How the Study Was Conducted

The researchers set up a project on Amazon’s Mechanical Turk. In this project, they asked (with some compensation) workers to identify objects in pictures with different sizes and levels of blurriness. More than 14,000 workers participated and were made to view and identify a total of 3,553 patches of images. These patches of images were also shown to a computer that can perform visual object identification. The results were then compared.

The Findings

As expected, humans produced the better results. However, when the results were analyzed, it was found that humans tend to have a “drop-off point.” This drop-off point is a certain level of blurriness with which the human visual identification ability significantly drops. At this point, only a few of the human participants were able to identify the objects shown on the images.
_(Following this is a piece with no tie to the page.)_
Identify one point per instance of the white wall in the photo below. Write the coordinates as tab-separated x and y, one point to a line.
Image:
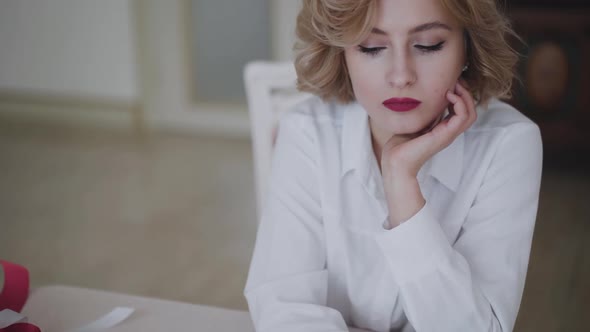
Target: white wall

The computer, on the other hand, appeared to have no drop-off point.

The researchers suggest that what this means is that humans and computers employ different methods in identifying objects visually. There appears to be different processes or sequence of steps involved. The researchers suspect that humans are using a bottom-up approach then a top-down approach later on. Both approaches, in the sequence mentioned, seem to be used especially when humans don’t clearly identify an object yet at first glance.

A bottom-up approach means that an observer looks at the basic elementary elements of the object being observed first and combines these to identify the object. On the other hand, the top-bottom approach relies mainly on the observer’s knowledge, experience, as well as the context to identify something. Bottom-up is like identifying the little features first while top-bottom is about perceiving an image as a whole and immediately associating it with the knowledge and experience of the observer.

Moreover, the researchers found through psychophysical studies that when shown small images with few details, minute changes can drastically affect the way an image is identified by humans. Upon learning about this, they conducted simulations and found that current (computer) visual identification models are unable to distinguish small changes in the minimal images shown in the experiment, or are incapable of detecting little changes in small images. This is likely the reason, as the researchers suggest, why computers are still unable to come close to the accuracy of human visual recognition.

Image credit: deepagopi via freedigitalphotos.net

Image credit: deepagopi via freedigitalphotos.net

Significance of the Study

Computer vision and object identification technology has greatly progressed over the years. From merely using databases to compare images with collections of images to identify them, neural networks are now being used. Still, the ability of computers to identify objects is far from being as accurate as those of humans’. This study provides some useful insights in possibly improving current computer-based visual object identification technologies. Researchers working in the field of computer visual identification or facial recognition may want to consider  reworking their algorithms or tweaking the sequence of steps used in their visual identification processes. If the goal is to emulate the human visual identification ability this study can offer ideas on what improvements to make.